Grab Your Goggles: Summer Eye Safety Tips for Swimmers
From sunburned eyes to sunscreen sting, summer can do a number on your eyes.
Most of us know that wearing 100% UV sunglasses and hats is essential to protect our vision and our skin when out in the sun.
But what about when you’re just trying to cool off by wading in a pool or lake, diving underwater, or splashing water on your face while waterskiing?
Either way, our eyes are vulnerable to eye infections because there is a world of invisible, infectious dangers lurking in lakes, rivers, and even chlorinated swimming pools.
What you need to know about swimming and eye care
Water bodies, especially lakes and rivers, are contaminated with bacteria and organisms. If you swim there, you run a greater risk of developing an eye infection. And if you open your eyes underwater without goggles, the risk is even greater.
According to Amy Lin, MD, ophthalmologist at the John A. Moran Eye Center, bacteria in water can cause a serious sight-threatening infection, often called a corneal ulcer.
“It’s basically an open wound on the transparent, protective outer layer of the eye,” Lin explains. “Not only can it cause severe pain, but it can also lead to blindness if left untreated.”
Pools sanitized with chlorine or bromine (often used in spas) can also pose risks if you open your eyes underwater.
“The various chemicals can cause redness and irritate the eye’s protective tear film,” says Linn. “The result can be blurred vision and sensitivity to light, but it’s usually temporary.”

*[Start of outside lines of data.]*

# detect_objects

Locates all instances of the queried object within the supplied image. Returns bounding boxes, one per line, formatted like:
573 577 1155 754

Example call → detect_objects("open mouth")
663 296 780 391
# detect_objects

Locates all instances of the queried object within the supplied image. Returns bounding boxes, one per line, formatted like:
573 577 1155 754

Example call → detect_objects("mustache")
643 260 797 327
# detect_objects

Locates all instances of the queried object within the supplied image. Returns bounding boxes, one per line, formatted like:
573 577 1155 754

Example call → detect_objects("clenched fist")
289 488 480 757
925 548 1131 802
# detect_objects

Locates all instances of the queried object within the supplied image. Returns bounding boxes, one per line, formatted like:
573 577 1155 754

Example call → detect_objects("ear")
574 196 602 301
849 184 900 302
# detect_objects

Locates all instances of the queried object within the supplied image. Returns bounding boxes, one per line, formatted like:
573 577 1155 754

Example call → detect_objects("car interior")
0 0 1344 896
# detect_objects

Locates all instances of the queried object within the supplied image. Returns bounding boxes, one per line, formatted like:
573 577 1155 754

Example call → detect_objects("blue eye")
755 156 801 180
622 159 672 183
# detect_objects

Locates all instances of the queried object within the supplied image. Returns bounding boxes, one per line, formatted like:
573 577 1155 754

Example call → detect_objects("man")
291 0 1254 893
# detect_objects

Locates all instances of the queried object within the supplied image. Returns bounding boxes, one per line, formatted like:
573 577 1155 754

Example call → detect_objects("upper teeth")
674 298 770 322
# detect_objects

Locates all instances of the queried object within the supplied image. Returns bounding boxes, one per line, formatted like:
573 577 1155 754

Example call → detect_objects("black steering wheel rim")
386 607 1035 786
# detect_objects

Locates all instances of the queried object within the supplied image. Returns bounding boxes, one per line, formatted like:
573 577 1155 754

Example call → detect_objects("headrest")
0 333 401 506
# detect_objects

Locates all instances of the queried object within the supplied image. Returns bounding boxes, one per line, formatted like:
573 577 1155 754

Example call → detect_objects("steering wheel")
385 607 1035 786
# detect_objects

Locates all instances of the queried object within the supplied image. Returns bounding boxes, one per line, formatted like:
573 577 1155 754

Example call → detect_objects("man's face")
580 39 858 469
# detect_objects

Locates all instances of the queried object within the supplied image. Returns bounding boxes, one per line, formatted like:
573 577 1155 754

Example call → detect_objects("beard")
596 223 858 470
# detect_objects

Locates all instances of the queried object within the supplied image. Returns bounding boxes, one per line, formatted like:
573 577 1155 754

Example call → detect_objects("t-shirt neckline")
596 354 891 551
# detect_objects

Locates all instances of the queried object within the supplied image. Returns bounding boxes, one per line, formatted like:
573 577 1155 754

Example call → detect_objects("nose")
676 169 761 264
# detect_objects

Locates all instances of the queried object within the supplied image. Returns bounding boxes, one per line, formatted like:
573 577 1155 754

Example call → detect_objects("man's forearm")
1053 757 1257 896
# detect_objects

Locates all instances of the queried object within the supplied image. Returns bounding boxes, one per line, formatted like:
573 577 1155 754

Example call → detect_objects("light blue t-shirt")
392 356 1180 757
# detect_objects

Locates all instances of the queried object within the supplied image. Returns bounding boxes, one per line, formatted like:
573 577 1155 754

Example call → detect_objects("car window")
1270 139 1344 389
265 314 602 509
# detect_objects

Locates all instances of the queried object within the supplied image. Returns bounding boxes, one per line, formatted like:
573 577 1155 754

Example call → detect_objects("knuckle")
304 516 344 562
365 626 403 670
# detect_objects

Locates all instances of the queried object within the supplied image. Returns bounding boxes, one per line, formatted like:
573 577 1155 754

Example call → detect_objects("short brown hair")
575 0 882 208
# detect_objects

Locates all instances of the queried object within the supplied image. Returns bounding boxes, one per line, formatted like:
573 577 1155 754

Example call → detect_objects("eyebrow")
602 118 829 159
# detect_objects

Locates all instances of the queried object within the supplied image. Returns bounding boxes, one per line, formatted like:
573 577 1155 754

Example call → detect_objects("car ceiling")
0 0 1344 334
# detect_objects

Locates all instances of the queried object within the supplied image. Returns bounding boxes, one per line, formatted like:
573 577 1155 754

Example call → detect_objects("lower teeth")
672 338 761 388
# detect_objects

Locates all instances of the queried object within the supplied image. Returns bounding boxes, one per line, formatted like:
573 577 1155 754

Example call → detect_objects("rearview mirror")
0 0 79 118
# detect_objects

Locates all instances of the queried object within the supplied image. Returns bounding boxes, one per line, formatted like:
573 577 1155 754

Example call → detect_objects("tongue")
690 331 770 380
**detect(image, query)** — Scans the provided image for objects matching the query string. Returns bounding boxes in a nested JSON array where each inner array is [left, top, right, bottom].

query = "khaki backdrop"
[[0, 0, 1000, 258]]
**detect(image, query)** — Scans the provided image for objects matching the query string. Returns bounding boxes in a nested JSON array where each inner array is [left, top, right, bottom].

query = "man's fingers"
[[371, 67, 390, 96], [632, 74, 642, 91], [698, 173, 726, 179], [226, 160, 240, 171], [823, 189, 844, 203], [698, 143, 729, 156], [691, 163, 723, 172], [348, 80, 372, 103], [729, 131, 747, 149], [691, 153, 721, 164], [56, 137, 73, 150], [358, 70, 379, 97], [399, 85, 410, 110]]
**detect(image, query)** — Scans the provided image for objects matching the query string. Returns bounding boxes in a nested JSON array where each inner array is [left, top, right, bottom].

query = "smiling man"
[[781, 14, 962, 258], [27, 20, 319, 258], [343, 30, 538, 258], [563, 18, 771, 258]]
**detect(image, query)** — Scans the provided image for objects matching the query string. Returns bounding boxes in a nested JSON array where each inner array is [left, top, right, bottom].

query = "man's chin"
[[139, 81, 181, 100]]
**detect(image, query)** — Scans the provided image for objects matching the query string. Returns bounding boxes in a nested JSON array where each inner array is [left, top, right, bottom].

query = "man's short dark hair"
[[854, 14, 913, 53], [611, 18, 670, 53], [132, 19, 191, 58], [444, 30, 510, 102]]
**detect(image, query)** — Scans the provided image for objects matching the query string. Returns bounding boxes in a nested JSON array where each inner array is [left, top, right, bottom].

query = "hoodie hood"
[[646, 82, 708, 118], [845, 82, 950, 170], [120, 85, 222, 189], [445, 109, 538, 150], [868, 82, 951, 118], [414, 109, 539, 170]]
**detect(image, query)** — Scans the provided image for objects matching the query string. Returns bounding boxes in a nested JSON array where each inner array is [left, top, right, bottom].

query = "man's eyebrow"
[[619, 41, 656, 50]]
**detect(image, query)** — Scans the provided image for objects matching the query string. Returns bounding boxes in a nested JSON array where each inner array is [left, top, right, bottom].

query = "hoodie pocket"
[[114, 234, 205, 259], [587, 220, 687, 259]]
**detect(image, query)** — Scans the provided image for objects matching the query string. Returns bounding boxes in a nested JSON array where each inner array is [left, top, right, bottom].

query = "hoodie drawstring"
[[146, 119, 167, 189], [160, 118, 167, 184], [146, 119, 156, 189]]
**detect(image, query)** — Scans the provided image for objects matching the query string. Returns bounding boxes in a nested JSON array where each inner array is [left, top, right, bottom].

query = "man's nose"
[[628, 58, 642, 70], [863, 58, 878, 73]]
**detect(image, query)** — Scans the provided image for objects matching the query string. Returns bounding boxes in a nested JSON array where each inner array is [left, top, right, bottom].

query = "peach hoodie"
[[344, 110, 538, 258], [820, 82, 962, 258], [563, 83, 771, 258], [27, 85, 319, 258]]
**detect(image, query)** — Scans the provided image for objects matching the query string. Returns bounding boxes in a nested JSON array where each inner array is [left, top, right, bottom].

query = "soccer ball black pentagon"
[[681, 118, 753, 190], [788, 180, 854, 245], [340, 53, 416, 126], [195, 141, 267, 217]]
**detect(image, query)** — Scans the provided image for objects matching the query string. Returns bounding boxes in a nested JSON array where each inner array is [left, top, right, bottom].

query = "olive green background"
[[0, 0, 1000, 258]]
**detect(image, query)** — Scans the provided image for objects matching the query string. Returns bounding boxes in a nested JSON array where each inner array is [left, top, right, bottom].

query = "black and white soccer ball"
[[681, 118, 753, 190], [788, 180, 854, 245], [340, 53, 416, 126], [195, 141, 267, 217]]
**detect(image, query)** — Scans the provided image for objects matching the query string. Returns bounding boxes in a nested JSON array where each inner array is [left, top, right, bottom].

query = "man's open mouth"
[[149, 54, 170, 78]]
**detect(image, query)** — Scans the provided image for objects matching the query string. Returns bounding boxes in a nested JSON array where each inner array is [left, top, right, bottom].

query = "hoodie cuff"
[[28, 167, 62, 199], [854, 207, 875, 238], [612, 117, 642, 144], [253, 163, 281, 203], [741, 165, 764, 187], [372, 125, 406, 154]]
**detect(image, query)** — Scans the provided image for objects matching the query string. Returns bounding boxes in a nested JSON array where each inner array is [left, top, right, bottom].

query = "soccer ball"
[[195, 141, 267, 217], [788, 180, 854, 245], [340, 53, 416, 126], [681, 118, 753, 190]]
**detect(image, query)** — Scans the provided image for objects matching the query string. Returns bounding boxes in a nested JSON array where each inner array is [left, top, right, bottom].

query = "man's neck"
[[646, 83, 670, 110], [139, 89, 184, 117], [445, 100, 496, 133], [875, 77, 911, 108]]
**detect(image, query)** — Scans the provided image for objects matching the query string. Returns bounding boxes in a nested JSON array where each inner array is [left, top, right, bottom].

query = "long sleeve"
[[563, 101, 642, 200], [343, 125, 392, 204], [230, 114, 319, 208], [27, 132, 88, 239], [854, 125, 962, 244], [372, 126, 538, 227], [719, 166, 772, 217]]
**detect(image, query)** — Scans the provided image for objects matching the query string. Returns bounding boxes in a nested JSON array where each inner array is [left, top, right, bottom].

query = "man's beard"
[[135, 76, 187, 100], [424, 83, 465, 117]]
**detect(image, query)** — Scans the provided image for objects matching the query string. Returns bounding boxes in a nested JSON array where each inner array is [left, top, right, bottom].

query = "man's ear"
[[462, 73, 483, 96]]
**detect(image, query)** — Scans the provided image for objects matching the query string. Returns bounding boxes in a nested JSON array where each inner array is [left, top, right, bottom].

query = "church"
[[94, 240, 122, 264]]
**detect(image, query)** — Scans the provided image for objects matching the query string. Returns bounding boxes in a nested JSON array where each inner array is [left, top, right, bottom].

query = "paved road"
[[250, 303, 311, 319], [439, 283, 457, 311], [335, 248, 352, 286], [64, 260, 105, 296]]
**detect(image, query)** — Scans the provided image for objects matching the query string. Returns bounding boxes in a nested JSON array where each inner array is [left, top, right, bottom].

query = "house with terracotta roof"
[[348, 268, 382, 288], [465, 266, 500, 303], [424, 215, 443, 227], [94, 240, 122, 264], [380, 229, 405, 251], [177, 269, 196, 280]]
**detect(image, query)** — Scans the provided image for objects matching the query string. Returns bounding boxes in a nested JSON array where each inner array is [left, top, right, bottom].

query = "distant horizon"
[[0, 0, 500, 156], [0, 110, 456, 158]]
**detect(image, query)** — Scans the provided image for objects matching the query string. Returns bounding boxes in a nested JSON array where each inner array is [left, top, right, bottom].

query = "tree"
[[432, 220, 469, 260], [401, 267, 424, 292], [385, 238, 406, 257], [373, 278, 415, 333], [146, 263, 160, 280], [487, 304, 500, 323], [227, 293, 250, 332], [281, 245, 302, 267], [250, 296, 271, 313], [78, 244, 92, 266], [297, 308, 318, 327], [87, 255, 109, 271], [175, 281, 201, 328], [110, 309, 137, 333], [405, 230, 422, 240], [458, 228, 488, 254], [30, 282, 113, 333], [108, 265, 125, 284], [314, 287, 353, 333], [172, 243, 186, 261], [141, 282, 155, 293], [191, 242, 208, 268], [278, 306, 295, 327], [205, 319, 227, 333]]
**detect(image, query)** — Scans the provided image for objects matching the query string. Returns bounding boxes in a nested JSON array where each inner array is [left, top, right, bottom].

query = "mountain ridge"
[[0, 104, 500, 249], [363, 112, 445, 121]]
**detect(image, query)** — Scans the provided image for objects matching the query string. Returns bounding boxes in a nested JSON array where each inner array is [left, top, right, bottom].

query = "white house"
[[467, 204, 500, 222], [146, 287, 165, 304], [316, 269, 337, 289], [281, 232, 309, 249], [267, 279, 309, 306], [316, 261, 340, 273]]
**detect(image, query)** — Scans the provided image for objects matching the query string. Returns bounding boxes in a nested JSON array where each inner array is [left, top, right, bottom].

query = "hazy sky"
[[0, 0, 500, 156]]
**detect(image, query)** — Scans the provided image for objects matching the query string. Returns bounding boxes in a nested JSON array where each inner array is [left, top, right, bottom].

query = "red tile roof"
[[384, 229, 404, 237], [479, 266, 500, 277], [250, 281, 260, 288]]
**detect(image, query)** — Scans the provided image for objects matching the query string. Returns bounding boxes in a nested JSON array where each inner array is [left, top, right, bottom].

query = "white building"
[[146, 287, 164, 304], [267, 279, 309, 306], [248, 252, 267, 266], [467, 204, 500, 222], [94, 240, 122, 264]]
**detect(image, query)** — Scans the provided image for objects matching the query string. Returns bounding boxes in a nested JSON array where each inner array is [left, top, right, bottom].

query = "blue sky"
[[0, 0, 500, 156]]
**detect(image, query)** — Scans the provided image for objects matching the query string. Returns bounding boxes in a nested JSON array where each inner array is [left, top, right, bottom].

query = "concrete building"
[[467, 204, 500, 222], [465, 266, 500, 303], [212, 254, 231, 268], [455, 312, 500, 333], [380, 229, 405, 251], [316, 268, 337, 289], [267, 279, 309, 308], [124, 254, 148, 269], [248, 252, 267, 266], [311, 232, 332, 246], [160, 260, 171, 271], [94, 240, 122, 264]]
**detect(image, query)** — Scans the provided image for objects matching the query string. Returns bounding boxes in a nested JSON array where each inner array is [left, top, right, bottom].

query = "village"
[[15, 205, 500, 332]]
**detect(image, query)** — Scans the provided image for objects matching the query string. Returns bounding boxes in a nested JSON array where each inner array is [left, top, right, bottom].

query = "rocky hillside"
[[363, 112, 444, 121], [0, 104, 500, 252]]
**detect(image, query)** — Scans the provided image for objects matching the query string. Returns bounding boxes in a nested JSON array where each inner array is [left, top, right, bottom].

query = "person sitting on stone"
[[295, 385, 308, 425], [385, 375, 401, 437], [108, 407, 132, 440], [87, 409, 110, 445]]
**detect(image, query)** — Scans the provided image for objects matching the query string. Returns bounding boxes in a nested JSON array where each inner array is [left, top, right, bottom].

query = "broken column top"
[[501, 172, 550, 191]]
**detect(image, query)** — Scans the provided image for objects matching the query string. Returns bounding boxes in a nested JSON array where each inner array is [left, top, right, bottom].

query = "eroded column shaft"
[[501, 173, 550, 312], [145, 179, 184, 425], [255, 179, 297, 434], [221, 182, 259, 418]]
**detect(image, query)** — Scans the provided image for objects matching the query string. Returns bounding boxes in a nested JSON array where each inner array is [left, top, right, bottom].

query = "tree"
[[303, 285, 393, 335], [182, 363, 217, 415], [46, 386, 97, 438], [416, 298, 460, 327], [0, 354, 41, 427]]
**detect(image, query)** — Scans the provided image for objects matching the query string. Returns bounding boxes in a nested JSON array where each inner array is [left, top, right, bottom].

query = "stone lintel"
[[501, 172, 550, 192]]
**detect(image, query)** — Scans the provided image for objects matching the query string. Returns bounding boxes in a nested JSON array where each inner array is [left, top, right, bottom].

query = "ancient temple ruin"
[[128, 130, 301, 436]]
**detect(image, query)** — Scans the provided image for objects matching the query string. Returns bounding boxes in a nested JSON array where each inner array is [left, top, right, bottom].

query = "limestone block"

Lin reminds swimmers that most pools are a “shared experience.”
“After long exposure to water mixed with sweat and bacteria that wash away swimmers’ bodies, disinfectant chemicals create an irritant called chloramine, which can cause pain in bloodshot eyes,” she says. “And never forget to remove contact lenses before engaging in water activities, as wearing them in the water carries an extremely high risk of vision-threatening infection.”
Although rare and in the worst cases, a parasite called Acanthamoeba found in rivers, lakes, swamps and oceans and sometimes in swimming pools and hot tubs can cause a devastating infection called Acanthamoeba keratitis.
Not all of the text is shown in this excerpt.